Sunday's opinion page pieces examined whether John Swinney should have quit, whether the Scottish Government should get involved in the Belarus crisis and raised concerns over the veracity of data surrounding the coronavirus pandemic.
The Sunday Times
Alex Massie said education secretary John Swinney should have resigned over the coronavirus exams regrading fiasco, arguing his failure to walk away marked the end of accountability.
"Honour is not a word often associated with our politics but, even by our grubby contemporary standards, this has been an especially dishonourable, and an exceptionally low, week for Scottish politics. It has also, I am afraid, been a grimly revealing one.
"For, if our politics were less dishonourable, John Swinney would have resigned from his post as the Scottish government's education secretary. His decision not to do so, and the Scottish parliament's willingness to maintain its confidence in an education secretary who has presided over the greatest policy fiasco in the history of the Holyrood assembly, dishonours both Swinney and the parliament in which he sits.
"Nothing about the SQA school results shambles was an accident. All of it was signed off by and, indeed, directed by Scottish government ministers. The downgrading of thousands of grades was not some unfortunate aberration or inexplicable mistake. It was policy. The SQA did this because they had been told to do so. Penalising pupils on account of their postcodes and their predecessors' shortcomings was the point.
"So Swinney's disinclination to take responsibility for this rather dents his reputation, hitherto deserved I should say, for decency. It also marks the death of political accountability in this country. For if this was not, as a matter of honour, a resigning issue, what would be?
Scotland on Sunday
It's leader called for the First Minister to stay out of the Belarus crisis after EU foreign affairs ministers agreed to draw up a list of targets in a new round of sanctions in response to strongman Alexander Lukashenko’s post-election crackdown.
It said that it was difficult to see how to influence change without making things worse for citizens.
"A call for Nicola Sturgeon to intervene in the scandal of the Belarusian elections may be understandable but we fear this may be a situation requiring more than the involvement of Scotland's First Minister," said the paper.
A week of protests followed president Alexandr Lukashenko's declaration of victory. He claimed he won 80 per cent of the vote to give him a sixth term in office. Lukashenko's response to criticism led to some 7,000 people being arrested by police whose response to demonstrations has been to fire rubber bullets and launch flash grenades.

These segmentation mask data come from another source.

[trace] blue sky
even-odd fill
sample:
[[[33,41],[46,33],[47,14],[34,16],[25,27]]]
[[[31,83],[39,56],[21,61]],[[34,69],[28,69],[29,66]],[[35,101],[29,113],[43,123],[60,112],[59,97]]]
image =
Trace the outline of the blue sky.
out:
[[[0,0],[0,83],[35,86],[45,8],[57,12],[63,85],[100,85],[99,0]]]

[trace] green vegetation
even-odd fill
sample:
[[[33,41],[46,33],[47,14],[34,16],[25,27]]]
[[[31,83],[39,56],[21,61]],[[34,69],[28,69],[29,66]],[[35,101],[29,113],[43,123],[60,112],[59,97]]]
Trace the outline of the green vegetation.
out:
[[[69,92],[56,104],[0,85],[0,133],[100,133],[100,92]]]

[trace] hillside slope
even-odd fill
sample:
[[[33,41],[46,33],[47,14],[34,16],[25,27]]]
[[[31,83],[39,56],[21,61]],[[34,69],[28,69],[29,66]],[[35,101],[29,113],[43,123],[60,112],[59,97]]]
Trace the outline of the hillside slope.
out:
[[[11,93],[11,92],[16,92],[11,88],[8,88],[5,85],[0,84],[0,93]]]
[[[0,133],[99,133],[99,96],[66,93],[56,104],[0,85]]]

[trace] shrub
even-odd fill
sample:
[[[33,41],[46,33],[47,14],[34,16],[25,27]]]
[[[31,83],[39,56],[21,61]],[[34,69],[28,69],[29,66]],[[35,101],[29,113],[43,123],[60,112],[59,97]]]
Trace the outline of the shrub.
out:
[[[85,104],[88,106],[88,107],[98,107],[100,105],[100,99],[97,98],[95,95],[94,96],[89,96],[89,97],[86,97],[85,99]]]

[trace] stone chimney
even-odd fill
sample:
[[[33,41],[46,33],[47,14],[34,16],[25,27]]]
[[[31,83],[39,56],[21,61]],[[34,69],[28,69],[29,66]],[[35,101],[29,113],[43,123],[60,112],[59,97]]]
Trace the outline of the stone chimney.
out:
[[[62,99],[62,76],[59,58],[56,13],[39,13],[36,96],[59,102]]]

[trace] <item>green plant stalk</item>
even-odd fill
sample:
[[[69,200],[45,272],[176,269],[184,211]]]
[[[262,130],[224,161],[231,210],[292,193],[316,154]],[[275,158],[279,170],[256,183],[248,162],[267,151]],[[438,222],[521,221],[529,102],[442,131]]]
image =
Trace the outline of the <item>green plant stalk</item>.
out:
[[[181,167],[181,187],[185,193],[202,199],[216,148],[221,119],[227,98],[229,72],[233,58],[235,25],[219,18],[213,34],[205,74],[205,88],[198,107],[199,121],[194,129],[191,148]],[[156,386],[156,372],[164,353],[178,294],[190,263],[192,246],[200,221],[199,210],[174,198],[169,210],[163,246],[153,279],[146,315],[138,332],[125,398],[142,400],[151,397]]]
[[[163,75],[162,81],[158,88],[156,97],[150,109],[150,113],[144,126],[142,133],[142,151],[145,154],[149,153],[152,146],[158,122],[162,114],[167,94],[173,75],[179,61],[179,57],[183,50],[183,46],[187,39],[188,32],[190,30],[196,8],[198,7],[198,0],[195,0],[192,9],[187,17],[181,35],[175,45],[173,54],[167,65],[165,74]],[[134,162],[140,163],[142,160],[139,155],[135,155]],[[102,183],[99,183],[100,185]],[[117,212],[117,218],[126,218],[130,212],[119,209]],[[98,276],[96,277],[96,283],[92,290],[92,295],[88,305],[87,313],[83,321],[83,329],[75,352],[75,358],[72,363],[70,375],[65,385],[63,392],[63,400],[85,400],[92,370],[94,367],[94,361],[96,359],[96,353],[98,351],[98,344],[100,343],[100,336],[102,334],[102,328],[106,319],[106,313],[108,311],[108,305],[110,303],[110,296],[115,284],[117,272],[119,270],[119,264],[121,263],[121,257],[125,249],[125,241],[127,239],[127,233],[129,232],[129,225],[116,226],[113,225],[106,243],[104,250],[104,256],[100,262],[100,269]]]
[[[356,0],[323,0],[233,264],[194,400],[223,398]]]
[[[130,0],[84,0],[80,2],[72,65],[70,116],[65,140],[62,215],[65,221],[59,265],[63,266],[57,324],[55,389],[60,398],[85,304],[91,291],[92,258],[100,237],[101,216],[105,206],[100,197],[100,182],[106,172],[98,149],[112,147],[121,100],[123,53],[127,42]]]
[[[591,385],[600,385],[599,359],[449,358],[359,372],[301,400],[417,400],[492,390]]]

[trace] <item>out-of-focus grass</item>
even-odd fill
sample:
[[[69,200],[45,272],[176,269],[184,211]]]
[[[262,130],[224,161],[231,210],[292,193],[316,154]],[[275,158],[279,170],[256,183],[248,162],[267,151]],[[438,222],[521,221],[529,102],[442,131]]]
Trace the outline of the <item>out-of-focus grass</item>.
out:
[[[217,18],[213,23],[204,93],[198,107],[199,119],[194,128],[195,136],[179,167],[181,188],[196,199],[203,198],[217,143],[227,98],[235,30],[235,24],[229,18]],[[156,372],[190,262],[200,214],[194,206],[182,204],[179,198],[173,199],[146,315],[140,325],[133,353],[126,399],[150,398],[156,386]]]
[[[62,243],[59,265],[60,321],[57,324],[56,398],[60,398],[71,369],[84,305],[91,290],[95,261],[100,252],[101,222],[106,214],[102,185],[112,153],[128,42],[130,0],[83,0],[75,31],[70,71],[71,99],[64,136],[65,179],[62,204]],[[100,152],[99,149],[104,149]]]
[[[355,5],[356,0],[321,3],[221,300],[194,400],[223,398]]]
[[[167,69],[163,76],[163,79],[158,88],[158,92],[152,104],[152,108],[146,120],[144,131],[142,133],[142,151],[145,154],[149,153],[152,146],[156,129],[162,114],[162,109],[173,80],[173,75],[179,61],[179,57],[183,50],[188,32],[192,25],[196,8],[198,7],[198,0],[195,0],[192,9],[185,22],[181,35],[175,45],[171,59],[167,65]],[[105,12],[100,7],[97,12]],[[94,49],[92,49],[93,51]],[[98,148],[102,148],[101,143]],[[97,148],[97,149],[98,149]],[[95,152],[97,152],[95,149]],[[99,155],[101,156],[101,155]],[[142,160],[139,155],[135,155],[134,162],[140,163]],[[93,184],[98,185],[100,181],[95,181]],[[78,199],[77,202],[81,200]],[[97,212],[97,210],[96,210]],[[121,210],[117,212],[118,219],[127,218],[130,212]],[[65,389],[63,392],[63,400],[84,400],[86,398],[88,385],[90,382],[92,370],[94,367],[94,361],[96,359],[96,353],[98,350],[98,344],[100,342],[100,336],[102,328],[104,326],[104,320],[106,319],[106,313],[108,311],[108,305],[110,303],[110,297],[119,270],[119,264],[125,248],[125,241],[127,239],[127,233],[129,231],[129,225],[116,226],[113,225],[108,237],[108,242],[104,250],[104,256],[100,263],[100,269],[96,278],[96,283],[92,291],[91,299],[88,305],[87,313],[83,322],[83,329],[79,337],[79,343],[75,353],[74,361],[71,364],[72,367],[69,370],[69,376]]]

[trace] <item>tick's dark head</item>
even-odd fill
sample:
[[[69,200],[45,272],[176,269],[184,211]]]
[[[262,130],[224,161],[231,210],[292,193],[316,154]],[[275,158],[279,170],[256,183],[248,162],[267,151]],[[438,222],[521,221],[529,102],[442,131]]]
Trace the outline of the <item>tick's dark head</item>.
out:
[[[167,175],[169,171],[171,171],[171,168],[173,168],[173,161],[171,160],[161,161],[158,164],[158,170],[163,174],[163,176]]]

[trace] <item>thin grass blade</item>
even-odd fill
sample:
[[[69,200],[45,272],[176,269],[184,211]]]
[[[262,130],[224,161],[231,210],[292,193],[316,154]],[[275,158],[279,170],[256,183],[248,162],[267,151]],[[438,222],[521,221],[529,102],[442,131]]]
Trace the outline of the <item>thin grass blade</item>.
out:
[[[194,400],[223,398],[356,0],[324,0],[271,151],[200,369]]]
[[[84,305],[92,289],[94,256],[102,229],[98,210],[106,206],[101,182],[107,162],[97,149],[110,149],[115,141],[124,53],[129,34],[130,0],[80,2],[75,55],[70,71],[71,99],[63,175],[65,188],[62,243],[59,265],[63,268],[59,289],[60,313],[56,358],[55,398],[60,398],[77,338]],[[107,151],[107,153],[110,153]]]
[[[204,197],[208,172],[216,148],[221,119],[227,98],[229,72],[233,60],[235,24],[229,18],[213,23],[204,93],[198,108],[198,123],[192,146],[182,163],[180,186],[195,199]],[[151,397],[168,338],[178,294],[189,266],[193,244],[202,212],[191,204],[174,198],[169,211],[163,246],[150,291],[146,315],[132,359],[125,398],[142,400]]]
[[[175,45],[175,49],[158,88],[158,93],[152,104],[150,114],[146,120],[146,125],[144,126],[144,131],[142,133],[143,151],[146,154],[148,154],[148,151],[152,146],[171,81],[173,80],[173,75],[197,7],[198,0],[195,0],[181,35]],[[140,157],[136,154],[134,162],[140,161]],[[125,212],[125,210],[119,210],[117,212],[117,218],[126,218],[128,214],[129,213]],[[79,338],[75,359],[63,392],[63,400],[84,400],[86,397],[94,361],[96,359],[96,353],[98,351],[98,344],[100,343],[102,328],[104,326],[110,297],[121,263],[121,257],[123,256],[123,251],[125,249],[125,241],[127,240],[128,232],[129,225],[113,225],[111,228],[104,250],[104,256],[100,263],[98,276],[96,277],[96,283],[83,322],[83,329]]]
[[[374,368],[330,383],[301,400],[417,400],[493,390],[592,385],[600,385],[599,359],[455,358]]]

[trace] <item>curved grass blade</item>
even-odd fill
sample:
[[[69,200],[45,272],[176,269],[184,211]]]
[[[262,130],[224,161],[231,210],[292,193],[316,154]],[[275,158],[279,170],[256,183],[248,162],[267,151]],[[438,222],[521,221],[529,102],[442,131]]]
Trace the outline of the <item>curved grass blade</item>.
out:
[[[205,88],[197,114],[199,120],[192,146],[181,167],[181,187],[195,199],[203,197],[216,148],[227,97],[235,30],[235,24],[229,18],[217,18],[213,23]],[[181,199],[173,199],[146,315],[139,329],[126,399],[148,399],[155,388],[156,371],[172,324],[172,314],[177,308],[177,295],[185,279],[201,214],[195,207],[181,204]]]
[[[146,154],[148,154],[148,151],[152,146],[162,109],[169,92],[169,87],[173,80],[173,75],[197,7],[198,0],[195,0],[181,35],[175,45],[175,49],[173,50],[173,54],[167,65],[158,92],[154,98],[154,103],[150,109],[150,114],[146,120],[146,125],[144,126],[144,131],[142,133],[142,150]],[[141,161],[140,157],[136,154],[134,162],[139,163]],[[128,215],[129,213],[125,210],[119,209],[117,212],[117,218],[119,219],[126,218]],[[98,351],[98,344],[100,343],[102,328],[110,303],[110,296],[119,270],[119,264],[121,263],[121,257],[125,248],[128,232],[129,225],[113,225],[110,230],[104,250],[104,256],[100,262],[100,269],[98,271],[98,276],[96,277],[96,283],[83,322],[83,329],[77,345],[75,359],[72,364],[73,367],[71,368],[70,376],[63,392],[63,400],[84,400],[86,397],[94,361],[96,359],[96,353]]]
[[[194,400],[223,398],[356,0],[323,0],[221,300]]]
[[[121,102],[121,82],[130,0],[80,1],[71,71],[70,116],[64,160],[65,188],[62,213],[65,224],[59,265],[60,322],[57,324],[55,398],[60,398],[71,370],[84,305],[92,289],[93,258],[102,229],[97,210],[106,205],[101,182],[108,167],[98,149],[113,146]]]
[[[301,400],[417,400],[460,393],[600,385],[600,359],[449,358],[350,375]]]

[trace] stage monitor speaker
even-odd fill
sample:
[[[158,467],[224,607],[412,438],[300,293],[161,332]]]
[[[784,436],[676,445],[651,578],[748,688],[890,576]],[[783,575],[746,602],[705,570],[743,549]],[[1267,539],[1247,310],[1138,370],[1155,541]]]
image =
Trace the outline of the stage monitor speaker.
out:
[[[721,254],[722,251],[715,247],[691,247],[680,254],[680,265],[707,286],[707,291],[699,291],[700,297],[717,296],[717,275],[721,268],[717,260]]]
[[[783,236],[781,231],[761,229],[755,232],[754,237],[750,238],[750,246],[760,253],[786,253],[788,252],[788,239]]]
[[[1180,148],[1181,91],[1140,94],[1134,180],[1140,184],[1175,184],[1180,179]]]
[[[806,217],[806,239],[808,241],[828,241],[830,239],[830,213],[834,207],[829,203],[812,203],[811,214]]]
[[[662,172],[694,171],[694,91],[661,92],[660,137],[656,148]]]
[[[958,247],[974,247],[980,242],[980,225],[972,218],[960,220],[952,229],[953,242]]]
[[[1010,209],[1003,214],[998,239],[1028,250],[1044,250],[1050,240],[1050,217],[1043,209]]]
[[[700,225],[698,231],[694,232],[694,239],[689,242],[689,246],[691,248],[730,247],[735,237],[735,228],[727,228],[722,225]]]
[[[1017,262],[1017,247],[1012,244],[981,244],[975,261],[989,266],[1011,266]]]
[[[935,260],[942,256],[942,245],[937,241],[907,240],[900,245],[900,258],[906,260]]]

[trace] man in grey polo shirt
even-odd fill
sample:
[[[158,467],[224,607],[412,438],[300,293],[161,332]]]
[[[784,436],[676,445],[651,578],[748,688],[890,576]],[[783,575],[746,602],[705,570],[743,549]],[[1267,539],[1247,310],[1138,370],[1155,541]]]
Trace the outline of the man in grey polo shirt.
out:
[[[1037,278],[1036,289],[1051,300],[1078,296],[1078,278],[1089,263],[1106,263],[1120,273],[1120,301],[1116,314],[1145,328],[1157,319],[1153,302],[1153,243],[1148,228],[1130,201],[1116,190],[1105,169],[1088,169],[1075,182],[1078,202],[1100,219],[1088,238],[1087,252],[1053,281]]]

"SNP Westminster leader Ian Blackford's call for a tougher response from the UK is to be welcomed but that modern cliché - 'it's complicated' - certainly applies in this case. Yes, the actions of Lukashenko demand condemnation but this is a man who thinks nothing of unleashing terrible violence on those protesting his return to office."
Mail On Sunday.
Peter Hitchens turned on the government and its bungles over coronavirus data saying that "to call these people incompetent would be to pay them an over-generous compliment".
He accused the UK govermment of producing figures on the coronavirus crisis that has been "fraudulent and wrong".
"We will never know how many people were listed as Covid deaths in this country, whose true cause of death was something else," he wrote.
"The rules on classifying them were shockingly lax, and almost no post-mortems were held, so we can never check. But the London Government was last week forced to admit that for some time its official death figures have been a wild overstatement of the facts.
"Somehow this colossal event was pushed on to inside pages and way down BBC bulletins, but let me tell you the UK's total death toll has been revised down from 46,706 to 41,329, a fall of 5,377. That, as you might have noticed, is an error of more than ten per cent, a huge admission.
"The scale of this error is so great that the mind turns away from it. Add to it the slow but relentless destruction of the economy and the catastrophe in the schools, and you have even more to weep over.
"Bit by bit, people are finding out what a recession actually means in terms of lost jobs, busted businesses and ravaged pensions. This is all now inevitable, and only weeks away. Meanwhile, thousands of teenagers have been robbed of an essential part of their education, which they can never get back.
"Thanks to bungles piled on top of folly, they now face stupid injustice, broken hopes and the cold face of bureaucracy. Those responsible for this have a terrible load on their consciences."
The Independent
It's leader said the Chancellor must help create jobs for the future in the midst of the coronavirus crisis.
"Tens of thousands of tenants could lose their homes when the ban on evictions ends in seven days’ time, aswe report today. This hardship will probably be one of the early economic effects of the shockwave caused by the virus and the measures to contain it," said the paper.
"Last week’s jobs figures, for example, showed that although the number of hours people spent working had fallen by a fifth, unemployment had hardly increased yet.
"Rishi Sunak, the chancellor, was right to preserve jobs, and the government was right to impose a temporary ban on evictions, but the priority now is to create the jobs of the future rather than to preserve the jobs of the past."